Taylors are one of two 'engineering power couples' making mark this year
BYU's two engineering power couples:
- Cameron and Sara Taylor are both graduating today with degrees in electrical engineering and then heading to graduate school at MIT this fall
- Charles and Amy Wood have combined their engineering abilities for humanitarian projects in India and Peru
Cameron and Sara Taylor certainly aren’t the only BYU students graduating this week that have been accepted to prestigious graduate programs. After all, BYU is No. 5 in the country for producing grads who go on to earn PhDs.
However, they could be the first-ever BYU couple to graduate simultaneously with degrees in electrical engineering and then head to the Massachusetts Institute of Technology. Both Sara, a Minneapolis, Minn., native, and Cameron, of Mesa, Ariz., have been accepted to MIT’s prestigious interdisciplinary research laboratory, the MIT Media Lab.
“Being able to do research as undergraduates has made a huge difference in us getting into MIT,” said Sara, who double majored in mathematics. “I had a research position right away here as a freshman and I continued doing research all four years.”
While Sara’s research on microfluidics led her to being a first author on a research publication as a undergrad, her focus at MIT will move to signal processing—taking electrical signals and making them measurable—for applications with human stress and anxiety.
Cameron’s research will be in biomechanics, with a specific focus on leg-amputee prosthetics that mimic actual biological functions.
“BYU has been the most intense educational experience of my entire life,” Cameron said. “We really feel like we’ve got a step up on the competition because we’ve been at BYU and we’ve learned the research process.”
BYU's other engineering power couple: Charles and Amy Wood
The Taylors aren’t the only engineering power couple making history at BYU. Amy and Charles Wood are also both studying in the Ira A. Fulton College of Engineering & Technology, albeit Amy as a graduate student and Charles as an undergraduate planning to graduate later this year.
The couple has put their knowledge together for humanitarian causes in India and, most recently, Peru.
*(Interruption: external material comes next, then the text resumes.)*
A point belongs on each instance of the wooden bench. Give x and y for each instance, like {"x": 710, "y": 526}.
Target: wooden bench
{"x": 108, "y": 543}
Combining Amy’s mechanical engineering skills with Charles’ manufacturing abilities, the pair worked on an affordable wooden cart to help Peruvian farmers wheel their goods to market.
Materials for the cart are cut out of a single piece of plywood and can be assembled without tools or fasteners. With the human-propelled cart, farmers no longer need to pay bus fares or carry a limited number of goods in their arms.
“We already had that desire to do good in the world before we came to BYU, but this environment really nurtured that in us,” Amy said. “BYU provided the opportunity for us to do it.”
The Woods have since made the designs for the cart publicly available online so people throughout the developing world can make the carts themselves.
Supported by NSF funding, the Woods are headed back to Peru this summer to manufacture and provide at cost simple clothes washing machines powered by bicycle parts.
“When you start expressing an interest in trying to help other people, so many things open up,” said Charles, who served a mission to Peru. “I knew I wanted to do something for others, but it wasn’t something I anticipated happening so well. One thing has led to another, thanks to BYU.”